Incarner un expert en assurance dans un jeu d’enquête, sur un bateau au début du XIXème siècle, porté par des graphismes monochromes, c’est super vendeur, non ?
Sorti sur PC l’an passé, j’ai profité de son adaptation consoles, et notamment Switch, pour découvrir enfin le tant acclamé Return of the Obra Dinn. Il s’agit ici du nouveau jeu de Lucas Pope, à qui on doit le déjà très acclamé Papers, Please (auquel, perso, je n’ai pas accroché). On y incarne un inspecteur en assurance de la Compagnie Britannique des Indes Orientales, chargé d’enquêter sur le mystère qui entoure l’Obra Dinn. Ce navire marchand disparu en 1803, est en effet réapparu comme par magie quatre ans plus tard, en 1807, avec semble-t-il aucun survivant parmi les 60 membres d’équipage embarqués. Mais que s’est-il passé ? C’est à vous de le découvrir…
Pour ce faire, vous ne pourrez compter que sur un curieux manifeste de bord, pratiquement vierge, et sur une non moins étrange montre gousset, capable de remonter le temps. Le précieux carnet est composé d’un plan du navire, de la liste des personnes à bord et d’un croquis, véritable photo de famille de toutes les personnes embarquées. Le reste des pages est vierge, et se remplira au fil de vos découvertes.

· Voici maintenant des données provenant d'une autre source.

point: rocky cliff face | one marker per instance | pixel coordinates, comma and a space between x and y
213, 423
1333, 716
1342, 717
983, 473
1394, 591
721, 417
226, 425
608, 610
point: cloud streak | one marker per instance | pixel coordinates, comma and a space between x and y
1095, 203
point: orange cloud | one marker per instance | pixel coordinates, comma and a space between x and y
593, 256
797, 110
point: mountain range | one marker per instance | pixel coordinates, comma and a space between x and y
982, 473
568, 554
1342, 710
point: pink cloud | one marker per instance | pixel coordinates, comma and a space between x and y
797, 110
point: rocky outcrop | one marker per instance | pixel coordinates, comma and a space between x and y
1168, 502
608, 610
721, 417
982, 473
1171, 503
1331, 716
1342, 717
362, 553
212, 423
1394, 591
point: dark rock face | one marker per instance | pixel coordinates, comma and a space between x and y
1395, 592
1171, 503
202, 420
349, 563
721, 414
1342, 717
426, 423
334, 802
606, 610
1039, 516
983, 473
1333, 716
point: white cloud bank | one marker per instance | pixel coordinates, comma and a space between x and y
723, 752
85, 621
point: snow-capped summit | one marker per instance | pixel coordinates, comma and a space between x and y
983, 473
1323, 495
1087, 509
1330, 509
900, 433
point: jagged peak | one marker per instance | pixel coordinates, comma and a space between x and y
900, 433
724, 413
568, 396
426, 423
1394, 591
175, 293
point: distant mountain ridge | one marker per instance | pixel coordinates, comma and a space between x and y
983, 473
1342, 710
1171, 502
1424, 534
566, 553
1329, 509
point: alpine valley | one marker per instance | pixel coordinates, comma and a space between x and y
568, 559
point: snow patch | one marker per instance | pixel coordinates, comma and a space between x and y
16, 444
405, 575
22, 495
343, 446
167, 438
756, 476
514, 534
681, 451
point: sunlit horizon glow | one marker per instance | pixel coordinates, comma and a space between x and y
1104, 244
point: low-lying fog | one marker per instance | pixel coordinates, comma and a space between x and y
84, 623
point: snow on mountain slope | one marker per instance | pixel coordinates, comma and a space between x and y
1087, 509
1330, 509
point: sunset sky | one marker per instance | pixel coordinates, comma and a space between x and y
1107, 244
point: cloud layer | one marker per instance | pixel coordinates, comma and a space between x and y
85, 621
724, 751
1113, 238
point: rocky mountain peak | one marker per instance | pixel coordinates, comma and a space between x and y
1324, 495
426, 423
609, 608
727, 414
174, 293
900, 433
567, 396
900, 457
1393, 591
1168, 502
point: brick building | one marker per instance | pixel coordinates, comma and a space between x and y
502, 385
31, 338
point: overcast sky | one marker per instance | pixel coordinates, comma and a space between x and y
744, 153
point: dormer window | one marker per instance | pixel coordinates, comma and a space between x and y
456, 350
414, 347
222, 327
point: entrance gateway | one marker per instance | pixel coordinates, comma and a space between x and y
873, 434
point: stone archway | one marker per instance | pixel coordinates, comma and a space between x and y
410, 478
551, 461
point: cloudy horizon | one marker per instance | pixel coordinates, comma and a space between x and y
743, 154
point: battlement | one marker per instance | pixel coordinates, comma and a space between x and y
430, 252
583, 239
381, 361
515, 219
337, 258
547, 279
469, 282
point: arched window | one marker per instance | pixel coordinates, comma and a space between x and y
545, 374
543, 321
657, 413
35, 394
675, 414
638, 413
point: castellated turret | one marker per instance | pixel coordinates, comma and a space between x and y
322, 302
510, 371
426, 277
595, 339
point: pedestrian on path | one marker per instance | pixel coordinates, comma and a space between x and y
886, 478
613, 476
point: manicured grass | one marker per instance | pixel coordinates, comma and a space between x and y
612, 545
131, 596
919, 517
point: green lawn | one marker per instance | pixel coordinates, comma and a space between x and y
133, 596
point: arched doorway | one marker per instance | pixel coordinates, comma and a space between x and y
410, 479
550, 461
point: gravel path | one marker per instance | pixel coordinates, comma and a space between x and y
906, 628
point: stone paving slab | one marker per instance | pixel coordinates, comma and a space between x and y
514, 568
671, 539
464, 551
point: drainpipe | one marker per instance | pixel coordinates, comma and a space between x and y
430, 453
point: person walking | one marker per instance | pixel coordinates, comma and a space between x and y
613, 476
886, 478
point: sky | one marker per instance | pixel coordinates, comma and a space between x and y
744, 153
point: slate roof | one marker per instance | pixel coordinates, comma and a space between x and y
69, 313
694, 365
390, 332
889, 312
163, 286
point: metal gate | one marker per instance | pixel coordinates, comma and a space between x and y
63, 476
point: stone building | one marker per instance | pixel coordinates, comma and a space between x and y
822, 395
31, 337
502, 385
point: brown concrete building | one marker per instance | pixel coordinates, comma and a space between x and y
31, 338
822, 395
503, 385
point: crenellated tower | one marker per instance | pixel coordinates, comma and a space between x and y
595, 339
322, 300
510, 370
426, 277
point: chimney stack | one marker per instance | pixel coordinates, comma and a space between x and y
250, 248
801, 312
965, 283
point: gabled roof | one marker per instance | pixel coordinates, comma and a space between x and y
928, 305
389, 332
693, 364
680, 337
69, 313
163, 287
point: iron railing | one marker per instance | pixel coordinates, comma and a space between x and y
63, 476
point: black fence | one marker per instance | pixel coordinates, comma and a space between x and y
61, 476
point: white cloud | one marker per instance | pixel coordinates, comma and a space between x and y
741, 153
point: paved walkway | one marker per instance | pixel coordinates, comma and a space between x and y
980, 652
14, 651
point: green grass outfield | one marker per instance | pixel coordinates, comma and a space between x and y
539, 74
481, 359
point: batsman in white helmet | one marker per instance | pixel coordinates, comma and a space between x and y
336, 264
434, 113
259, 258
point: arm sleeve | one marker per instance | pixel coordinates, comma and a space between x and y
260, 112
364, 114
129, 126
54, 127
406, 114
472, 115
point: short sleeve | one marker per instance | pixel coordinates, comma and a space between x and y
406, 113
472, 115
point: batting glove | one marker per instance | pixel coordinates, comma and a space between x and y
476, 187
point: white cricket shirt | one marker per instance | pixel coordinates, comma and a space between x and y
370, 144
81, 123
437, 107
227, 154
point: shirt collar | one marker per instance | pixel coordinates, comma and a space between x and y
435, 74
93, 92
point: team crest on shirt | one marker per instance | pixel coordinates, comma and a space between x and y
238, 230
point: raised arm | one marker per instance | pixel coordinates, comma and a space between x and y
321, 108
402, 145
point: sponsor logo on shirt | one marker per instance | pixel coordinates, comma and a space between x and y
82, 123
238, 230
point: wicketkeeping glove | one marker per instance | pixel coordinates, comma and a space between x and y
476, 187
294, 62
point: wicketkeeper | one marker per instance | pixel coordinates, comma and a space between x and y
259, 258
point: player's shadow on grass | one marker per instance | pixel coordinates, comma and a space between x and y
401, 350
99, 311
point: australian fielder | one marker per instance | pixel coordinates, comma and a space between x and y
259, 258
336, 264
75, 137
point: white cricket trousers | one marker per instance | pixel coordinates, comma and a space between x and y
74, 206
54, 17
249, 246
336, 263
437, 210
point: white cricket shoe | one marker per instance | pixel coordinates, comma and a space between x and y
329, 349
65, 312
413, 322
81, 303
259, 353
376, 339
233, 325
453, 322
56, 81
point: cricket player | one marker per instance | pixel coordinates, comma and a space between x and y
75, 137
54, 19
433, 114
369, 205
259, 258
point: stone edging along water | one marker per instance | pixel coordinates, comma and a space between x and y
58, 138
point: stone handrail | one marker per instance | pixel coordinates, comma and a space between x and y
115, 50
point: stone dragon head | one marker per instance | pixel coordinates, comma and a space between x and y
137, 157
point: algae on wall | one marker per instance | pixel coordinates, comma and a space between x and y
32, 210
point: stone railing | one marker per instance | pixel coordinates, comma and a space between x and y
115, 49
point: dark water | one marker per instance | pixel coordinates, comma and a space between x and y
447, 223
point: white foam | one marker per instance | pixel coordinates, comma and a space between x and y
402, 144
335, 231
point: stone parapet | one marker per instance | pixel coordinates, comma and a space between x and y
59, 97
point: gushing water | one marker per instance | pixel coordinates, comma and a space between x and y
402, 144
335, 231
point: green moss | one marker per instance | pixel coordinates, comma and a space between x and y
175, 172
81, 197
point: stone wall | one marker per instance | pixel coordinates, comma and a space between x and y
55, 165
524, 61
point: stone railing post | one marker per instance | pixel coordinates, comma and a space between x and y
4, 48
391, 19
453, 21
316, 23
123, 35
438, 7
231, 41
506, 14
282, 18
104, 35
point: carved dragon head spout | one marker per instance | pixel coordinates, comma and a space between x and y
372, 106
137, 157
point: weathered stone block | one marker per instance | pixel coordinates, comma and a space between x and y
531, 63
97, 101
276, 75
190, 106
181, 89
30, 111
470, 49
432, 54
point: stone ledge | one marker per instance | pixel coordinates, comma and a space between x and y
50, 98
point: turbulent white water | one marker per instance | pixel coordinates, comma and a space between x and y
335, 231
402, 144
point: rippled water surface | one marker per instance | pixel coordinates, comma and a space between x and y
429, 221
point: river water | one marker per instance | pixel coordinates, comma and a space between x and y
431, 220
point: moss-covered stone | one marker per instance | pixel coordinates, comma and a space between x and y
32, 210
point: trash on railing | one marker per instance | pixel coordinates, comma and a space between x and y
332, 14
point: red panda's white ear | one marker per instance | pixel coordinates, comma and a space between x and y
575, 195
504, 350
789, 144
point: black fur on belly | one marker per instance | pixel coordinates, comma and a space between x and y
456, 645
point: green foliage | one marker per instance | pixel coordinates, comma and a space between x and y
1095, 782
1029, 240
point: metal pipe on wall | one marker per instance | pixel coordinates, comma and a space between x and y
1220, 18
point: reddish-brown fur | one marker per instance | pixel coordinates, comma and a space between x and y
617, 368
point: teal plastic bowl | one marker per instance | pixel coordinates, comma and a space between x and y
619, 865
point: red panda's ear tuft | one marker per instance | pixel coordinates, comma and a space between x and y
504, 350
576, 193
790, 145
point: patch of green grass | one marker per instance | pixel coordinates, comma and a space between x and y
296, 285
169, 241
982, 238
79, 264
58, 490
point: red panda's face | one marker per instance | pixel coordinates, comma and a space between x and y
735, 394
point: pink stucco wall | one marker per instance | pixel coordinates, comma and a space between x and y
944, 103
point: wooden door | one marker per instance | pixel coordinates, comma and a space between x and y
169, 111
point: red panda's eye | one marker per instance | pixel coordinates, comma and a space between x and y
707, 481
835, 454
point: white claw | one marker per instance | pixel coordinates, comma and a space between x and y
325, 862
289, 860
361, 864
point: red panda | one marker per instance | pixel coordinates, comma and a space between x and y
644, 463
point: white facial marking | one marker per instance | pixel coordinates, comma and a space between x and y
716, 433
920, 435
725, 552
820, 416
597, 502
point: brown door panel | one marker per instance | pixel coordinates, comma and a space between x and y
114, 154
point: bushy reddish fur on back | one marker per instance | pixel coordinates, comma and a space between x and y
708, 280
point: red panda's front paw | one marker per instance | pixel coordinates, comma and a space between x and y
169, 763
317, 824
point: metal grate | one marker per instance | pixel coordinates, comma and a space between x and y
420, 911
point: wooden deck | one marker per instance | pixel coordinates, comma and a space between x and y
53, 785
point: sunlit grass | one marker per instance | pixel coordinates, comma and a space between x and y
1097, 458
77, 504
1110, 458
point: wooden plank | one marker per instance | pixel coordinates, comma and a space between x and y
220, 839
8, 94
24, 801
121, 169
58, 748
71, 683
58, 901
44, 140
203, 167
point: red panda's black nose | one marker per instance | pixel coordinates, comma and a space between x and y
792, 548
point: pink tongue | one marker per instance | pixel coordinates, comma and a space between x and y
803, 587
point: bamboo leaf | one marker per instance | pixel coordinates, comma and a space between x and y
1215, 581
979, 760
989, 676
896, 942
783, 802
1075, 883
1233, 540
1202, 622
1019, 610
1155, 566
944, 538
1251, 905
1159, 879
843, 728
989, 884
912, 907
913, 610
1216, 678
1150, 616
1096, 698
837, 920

La montre gousset quant à elle, est capable, en présence d’un cadavre, de remonter le temps pour illustrer en trois dimensions, le dernier instant du défunt. Et j’insiste sur le singulier, car c’est vraiment l’instant T de son dernier souffle. Une photographie en trois dimensions, dans laquelle vous allez pouvoir vous déplacer pour observer et analyser le moindre détail de la scène. Ainsi, en découvrant de nouveaux cadavres, vous pourrez passer d’une séquence à une autre, jusqu’à retracer l’intégralité des événements qui auront provoqué la fin de l’Obra Dinn.
Toutefois, si retracer ces événements s’avèrera finalement plutôt simple, la véritable difficulté va être de définir l’identité de chacun, quel fut leur destin et qui le provoqua. Car c’est de ces déductions que découleront les assurances qui seront versées à leurs familles respectives. Pour certains d’entre eux, ce n’est pas bien compliqué. Au fil des séquences, vous récolterez des informations précieuses, et toutes les trois déductions correctes, le jeu vous en informera et vous confortera donc dans celles-ci. Bref, vous avancerez bon train jusqu’à ce que le matelot vous ayant amené jusqu’au navire en barque, vous enjoint à rentrer pour cause d’avis de tempête. Si vous n’avez jamais rien lu sur ce jeu (et donc, ne lisez pas ces lignes), vous découvrirez ainsi que votre premier run vient de se terminer, brusquement, et que vos piètres résultats n’ont pas de quoi vous rendre fier.
C’est là, au début de votre 2ème run, que vous comprenez que l’unique observation des scènes ne vous amènera pas bien loin. Pour relever ce défi, il va falloir davantage faire jouer vos méninges, voire prendre des notes ; ce qui parait aberrant pour un jeu vidéo en 2019 (ou 2018 pour la version PC). Vous devrez faire des déductions en associant la liste des membres d’équipage au croquis, étudier la chronologie des événements sur la carte du navire, faire plus attention aux détails, aux accessoires, aux vêtements, à qui occupe quelle cabine, etc. Pour chacune des scènes que vous allez découvrir, le sujet principal (la victime), devient presque secondaire.
Return of the Obra Dinn s’avère être un jeu diablement original, de par ses sublimes graphismes monochromes 1-bit qui rappellera aux plus anciens d’entre nous, nos vieux jeux sur disquettes 5 ¼ pouces, mais aussi par ses mécaniques et la réflexion qu’il nous pousse à avoir pour avancer. Le seul reproche que je pourrais lui faire, c’est son principe de validation toutes les trois déductions, certes vital pour progresser, mais qui peut parfois nous tenter à quelques propositions hasardeuses. Une franche réussite, qui ne plaira toutefois sans doute pas à tout le monde (j’en connais au moins un qui est allergique aux enquêtes maritimes).